The scans and imaging results are assessed by the radiologists, a doctor who has advanced knowledge in reading scans and imaging tests. Then he/she will send a report to our doctor detailing what the results are and what might be an issue.
It can take from twelve hours to three days, depending on the investigation, for the results and our nurse or doctor will call you to discuss what you need to do next and arrange a further appointment if necessary.
We collaborate with an imaging service which makes use of Open MRI technology: the scanner is in a less confined space lessening claustrophobia and/or anxiety. If you are concerned, talk to the specialist who will discuss some sedation choices with you at the time of the procedure.

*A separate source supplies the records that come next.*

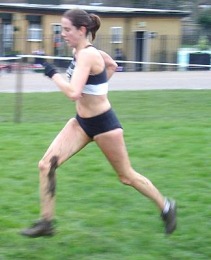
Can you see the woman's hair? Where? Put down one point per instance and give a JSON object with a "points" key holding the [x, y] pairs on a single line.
{"points": [[79, 17]]}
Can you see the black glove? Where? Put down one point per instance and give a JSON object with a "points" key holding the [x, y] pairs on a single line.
{"points": [[49, 69]]}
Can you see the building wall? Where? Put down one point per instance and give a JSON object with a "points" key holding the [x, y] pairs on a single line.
{"points": [[157, 32]]}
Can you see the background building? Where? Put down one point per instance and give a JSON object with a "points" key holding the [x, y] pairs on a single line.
{"points": [[143, 35]]}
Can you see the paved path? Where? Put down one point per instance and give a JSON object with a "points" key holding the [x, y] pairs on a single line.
{"points": [[37, 82]]}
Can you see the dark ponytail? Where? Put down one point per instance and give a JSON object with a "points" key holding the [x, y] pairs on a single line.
{"points": [[79, 18], [96, 22]]}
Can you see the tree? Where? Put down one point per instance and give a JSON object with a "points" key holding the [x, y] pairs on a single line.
{"points": [[204, 19]]}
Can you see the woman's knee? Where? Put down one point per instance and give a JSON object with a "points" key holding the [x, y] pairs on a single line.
{"points": [[48, 165], [127, 179]]}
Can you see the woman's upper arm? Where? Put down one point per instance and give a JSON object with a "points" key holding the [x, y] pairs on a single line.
{"points": [[109, 62], [81, 72]]}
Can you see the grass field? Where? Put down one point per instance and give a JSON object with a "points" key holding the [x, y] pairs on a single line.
{"points": [[168, 135]]}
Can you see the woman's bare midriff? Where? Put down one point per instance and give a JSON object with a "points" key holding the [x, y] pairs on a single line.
{"points": [[92, 105]]}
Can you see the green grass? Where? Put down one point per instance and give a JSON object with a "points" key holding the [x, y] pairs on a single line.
{"points": [[168, 135]]}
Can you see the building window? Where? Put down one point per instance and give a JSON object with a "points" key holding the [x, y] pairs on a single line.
{"points": [[7, 38], [34, 32], [116, 34]]}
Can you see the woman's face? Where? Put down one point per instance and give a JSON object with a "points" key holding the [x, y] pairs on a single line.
{"points": [[70, 33]]}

A team of caring and professional physicians and clinicians will care for you:
Our skilled and well-trained specialist doctors are accountable for reading examination results, doing procedures i.e. interventional radiological procedures as well as working with other specialists for tailor-made individual treatment plans for you. Our team of specialist doctors are board certified and very experienced.
Technologists are people who do different kinds of scanning i.e. CT scans, X-rays, and MRIs. Technologists have to pass the advanced certification in radiology and committed to giving you excellent care and expertise each time you come.
Our own clinic does ultrasounds and a specialist consultant radiologist attends and reports the results. All other scans are done in superb specialist centres in and around London and in Harley Street. These will be booked separately by our doctor, if deemed necessary, at the initial consultation. (There is a separate charge for out-of-house scans.)
Our caring and experienced nurses are always available to assess, as well as help you during your visit. If you need additional help: disabled or have mobility problems please let us know before you attend for your appointment if booked by email or over the telephone. We can arrange for ramps to be used or a wheelchair to be provided for transfer from your car to the clinic.